Weber who is part of the Pollen Research Group of her university’s Biodiversity Centre back home in Austria.The pollen wall that protects the sperm cells within the pollen grains also ensures its durability, the very factor which helps in forensic Palynology (the scientific study of spores and pollen) – the use of pollen and spores in crime investigations, it is learnt.Claims, sometimes, of pure Austrian honey have been found to be false with the product being mixed with Australian honey.

We have used Bush & Weng’s freeware tool and expanded it to include an additional 364 pollen and spore types from tropical Africa.

The images are of pollen reference material collected over the career of Prof.

“Pollen enclosed in mud or ice won’t get destroyed and as such can be used to trace the history of ice,” she says.

Pollen has been an indicator that the Arctic has not been as cold as it is now but may have been a warmer area. Weber is not just a botanist studying and teaching about pollen at her university but is also actively assisting the police in crime-solving through pollen clues, following in the footsteps of one of her teachers.

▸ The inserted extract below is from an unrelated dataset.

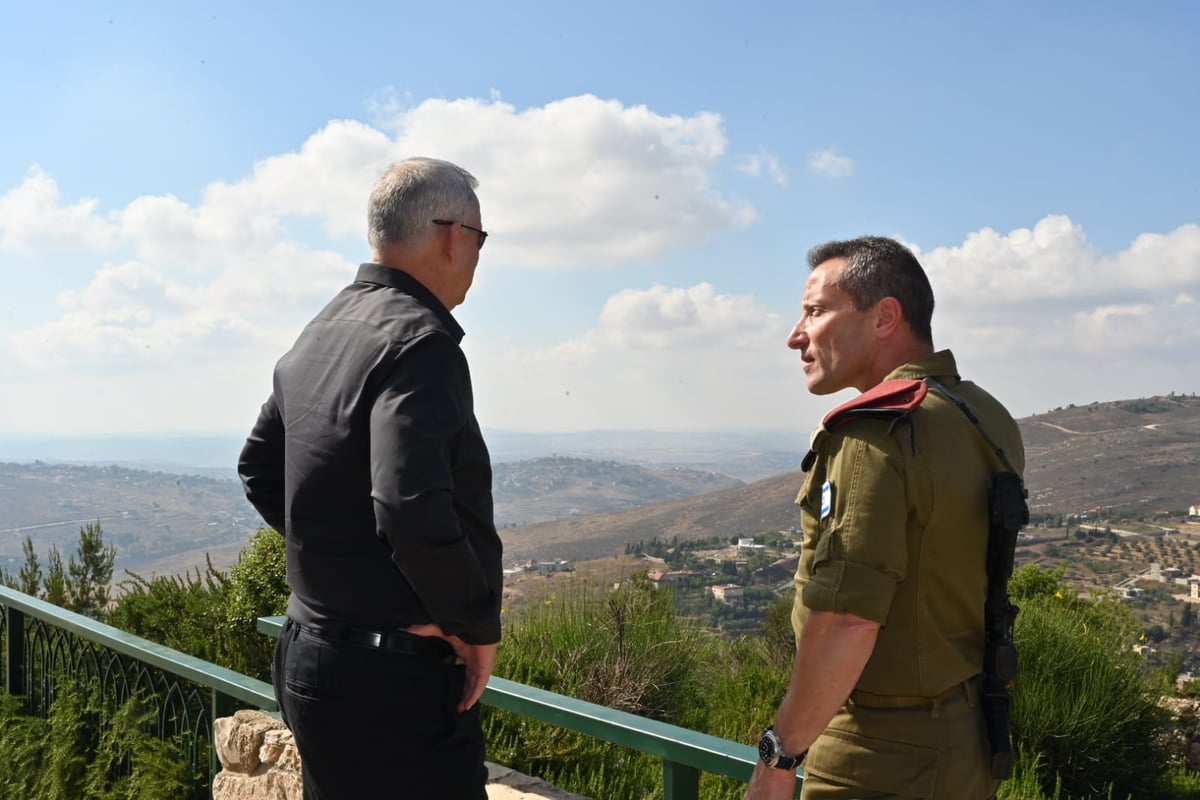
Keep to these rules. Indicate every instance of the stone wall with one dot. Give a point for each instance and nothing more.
(258, 758)
(259, 762)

Tales that pollen tells as well as trails that it leaves behind were the subject of study of the 12 local participants at the ‘Workshop on Palynology’ under the able guidance of Prof. How many tales can the simple and humble pollen, the powder which is usually yellow, containing the fine pollen grains of seed plants which have the male gametes or sperm cells tell, the Sunday Times wondered.

Many a tale of relevance to many a field as diverse as archaeology and forensics, assured 54-year-old Prof.I was not shocked, just got into clinical mode”, she says.Her colleague who usually faints at the sight of blood, stood her ground as well.“It was very sad,” she says, explaining that the teenager who was mentally ill has been sent to a facility for treatment.Forensic Palynology was not the field of study that Prof. With electro-microscopy as her first love, her doctorate focused on that, but her professor was heavily into Palynology and the moment she stumbled onto it, it “grabbed my interest”.The investigation had centred round the discovery of an infant girl’s body wrapped in a T-shirt and hay in a tiny coffin-like box.